Fim de semana triste com a partida de Luiz Melodia. Extraordinário poeta, compositor e cantor. Contamos nos dedos as vezes em que as três qualidades se casam em uma única pessoa. Helio Muniz, um companheiro de batalha jornalística com quem não encontro há séculos, foi certa ocasião entrevistá-lo em sua casa na Gávea. Como parte da decoração da residência havia um quadro na parede com um barco em repouso. O detalhe é que o quadro se encontrava de cabeça para baixo. Excentricidades do grande e simpático artista que nos deixou. Nos últimos anos, tive a oportunidade de vê-lo em 2014 no Theatro Net soltando a voz poderosa de sempre amparada na guitarra do permanente parceiro Renato Piau e de um grupo de cordas. Chovia horrores e Melodia agradeceu modestamente por estarmos lá, como se precisasse. Seus shows eram sempre um convite irrecusável. Depois o vi também no teatro Rival, em 2015, com uma banda numerosa com o auxílio luxuoso de teclado, sopro e tudo mais a que tinha direito. Nos dois shows cantou as músicas do cd “Zerima” (anagrama de Mariza, nome da irmã do cantor, falecida poucos anos antes da gravação do disco), que ficou como sua última obra, e sacou números de sucesso do conhecido repertório que construiu ao longo de uma das mais interessantes carreira da MPB (“Ébano”, “Dores de Amores”, Congênito”, “Salve Linda Canção sem Esperança”). Arriscou uma inesperada releitura de “Parei… Olhei”, música de Rossini Pinto que ficou conhecida na voz de Roberto Carlos, e passou ainda “Loucura”, de Sérgio Sampaio, e “Maracangalha”, de Dorival Caymmi. Em ambos os shows não esqueceu das composições de seu mais famoso disco, “Pérola Negra”, de 1973, que está entre os álbuns favoritos de muitos. Foram nossos últimos encontros.


Quando já se achava que o espírito da poesia de mimeógrafo estivesse morto, enterrado e esquecido para todo o sempre (sobretudo em tempos deste vórtice abdutor de almas conhecido como universo digital), eis que ele sorrateiramente retorna, e novamente com o aval de quem entende do assunto (a professora Heloisa Buarque de Hollanda) e com as bençãos do iniciador de tudo (o poeta Chacal). Todos sabem que Chacal vem instigando a garotada a transformar o que pensa, sente e tudo aquilo mais que estrebucha na agitada alma de nossa juvenília, em poesia, música e performance. Comanda o seu circo já se vão aí quase 30 anos na arena aberta às experimentações que é o palco do CEP 20000 na sala Sérgio Porto no Humaitá.
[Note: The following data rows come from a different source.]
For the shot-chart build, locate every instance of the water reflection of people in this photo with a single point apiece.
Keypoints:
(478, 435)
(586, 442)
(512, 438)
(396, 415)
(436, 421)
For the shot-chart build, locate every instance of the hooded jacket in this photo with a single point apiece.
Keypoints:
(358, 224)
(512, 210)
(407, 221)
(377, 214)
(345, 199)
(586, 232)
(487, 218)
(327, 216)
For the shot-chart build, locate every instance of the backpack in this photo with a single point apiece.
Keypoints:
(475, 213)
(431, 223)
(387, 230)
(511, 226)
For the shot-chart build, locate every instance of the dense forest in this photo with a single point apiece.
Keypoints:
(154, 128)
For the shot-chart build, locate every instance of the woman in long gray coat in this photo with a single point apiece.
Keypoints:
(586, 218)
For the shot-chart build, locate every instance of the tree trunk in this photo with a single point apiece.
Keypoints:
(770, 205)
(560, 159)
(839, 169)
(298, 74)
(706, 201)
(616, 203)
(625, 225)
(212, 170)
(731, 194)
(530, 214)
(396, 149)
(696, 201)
É por lá que Ana Fainguelernt (ou Ana Frango Elétrico para os que não têm familiaridade com sobrenomes do leste europeu; me lembrou o caso do Garrincha com o Fraldas na Copa de 1962; crianças, pesquisem) pluga sua guitarra e passa seu repertório que em breve chegará ao vinil, mais um suporte vintage que voltou para ser o novo-velho objeto de desejo cultural na era dos bytes. Vai ser uma coletânea que atenderá pelo título de “Xepa/Nata” e que no momento se encontra em processo de crowfunding aguardando a adesão de todos na Embolacha (XEPA/NATA crowdfunding). Antes que o disquinho dê o ar da graça, Ana oferece o relançamento do seu “Escoli o Z – Paralelismo Miúdo” (edição xerográfica da autora, 2016), que sai agora em capas multicoloridas. Participa ainda da reunião de novos poetas no volume 1 do “Caderno do CEP 20000”, produção rodada pelos próprios autores nas oficinas entre o low e o high tech do Colaboratório da UERJ.
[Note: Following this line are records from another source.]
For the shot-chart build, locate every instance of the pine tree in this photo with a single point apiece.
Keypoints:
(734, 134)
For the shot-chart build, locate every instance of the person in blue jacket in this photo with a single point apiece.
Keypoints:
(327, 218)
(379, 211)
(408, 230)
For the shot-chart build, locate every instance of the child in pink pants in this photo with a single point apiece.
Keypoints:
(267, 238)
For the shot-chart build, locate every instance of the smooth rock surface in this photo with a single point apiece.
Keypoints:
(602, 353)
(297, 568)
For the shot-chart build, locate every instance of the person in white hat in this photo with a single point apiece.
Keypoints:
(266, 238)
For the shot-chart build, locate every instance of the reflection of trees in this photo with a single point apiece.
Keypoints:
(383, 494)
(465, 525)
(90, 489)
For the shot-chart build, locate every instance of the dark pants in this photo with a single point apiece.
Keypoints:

Além de música e poesia, Anuska também exercita suas manhas nas artes plásticas, área em que é craque em arriscar traços de um primitivismo que só os desenhistas com talento conseguem realizar com desenvoltura. Como começou há pouco seus estudos na Escola de Belas Artes da UFRJ, pode seguir apostando em suas colagens enquanto afia seus pincéis, grafites, nanquins, para explorá-los em telas e suportes variados. Embora suas telas já tenham admiradores cativos. E é esse dom para as artes gráficas, coisa de quem puxou ao papai Mauro Fainguelernt, que faz com que o “Escoliose” venha com versos lindamente ilustrados.
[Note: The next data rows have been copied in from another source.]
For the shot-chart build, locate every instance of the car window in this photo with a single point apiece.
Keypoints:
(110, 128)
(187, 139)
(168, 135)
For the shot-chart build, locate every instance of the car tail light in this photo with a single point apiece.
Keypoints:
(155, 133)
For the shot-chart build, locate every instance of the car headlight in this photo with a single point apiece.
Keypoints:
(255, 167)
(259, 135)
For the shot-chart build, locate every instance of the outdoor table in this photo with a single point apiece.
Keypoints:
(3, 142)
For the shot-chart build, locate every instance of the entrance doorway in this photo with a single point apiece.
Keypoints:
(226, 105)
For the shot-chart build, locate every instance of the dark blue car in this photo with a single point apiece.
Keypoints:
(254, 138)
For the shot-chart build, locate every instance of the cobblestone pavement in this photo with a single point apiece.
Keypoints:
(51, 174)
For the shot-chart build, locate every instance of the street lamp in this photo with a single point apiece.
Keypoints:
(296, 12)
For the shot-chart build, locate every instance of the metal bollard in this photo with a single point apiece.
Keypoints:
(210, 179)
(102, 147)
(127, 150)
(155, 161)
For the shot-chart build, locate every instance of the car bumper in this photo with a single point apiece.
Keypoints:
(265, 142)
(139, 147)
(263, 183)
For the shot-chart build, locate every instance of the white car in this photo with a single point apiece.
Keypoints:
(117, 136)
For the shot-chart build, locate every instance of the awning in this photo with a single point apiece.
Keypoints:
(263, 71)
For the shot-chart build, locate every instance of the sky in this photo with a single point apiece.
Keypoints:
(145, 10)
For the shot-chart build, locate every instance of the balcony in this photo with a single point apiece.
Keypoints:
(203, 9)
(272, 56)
Dentro da FLIP deste ano, nossa poetisa e artista plástica, que não pára, participa ainda da mesa “Páginas Anônimas: a Literatura que o Brasil Faz e Você Desconhece – Música”. A partir das 17h desta sexta-feira na Casa da Cultura de Paraty, em evento organizado pela Rede Globo. Ana estará muito à vontade entre os seus companheiros de batalha, dividindo mesa com a cantora de funk Blackyva (a black diva da Rocinha) e o inspirado compositor Matheus Torreão. Mediando o encontro, o crítico, escritor e roteirista Rodrigo Fonseca. Na sequência temos pocket show com os participantes.
Não custa nada sonhar com uma aposentadoria em grande estilo. A minha seria dedicada a correr as mais bonitas praias do globo contemplando bestamente a Liga dos Surfistas Profissionais. Enquanto isso não acontece, me contento em ver tudo com as transmissões da equipe super competente da WSL. Como as que acabaram de mostrar a briga pelo título do Corona Open na Baía de Jeffreys na África do Sul. Foi uma beleza de espetáculo com a coroação do português Frederico Morais e do brasileiro Filipe Toledo. Quando Morais subiu ao palanque para ser homenageado e receber seu troféu, com a bandeira de Portugal enrolada na cintura como uma saia, quase que me peguei a começar o “Cale-se de Alexandro e de Trajano/A fama das vitórias que tiveram/Que eu canto o peito ilustre Lusitano/A quem Neptuno e Marte obedeceram/Cesse tudo o que a Musa antiga canta,/Que outro valor mais alto se alevanta”. O estreante entre a elite do surfe mundial disse que estava se sentindo em casa, o que fez imaginar que Portugal talvez também tenha praias tão bonitas como as da Baía de Jeffreys. Nesta hora bateu aquela vontade de passar uns tempos na terrinha e encarei como mais do que acertada a decisão de alguns dos meus irmãos de se empenharem para conseguir a tal da cidadania lusa.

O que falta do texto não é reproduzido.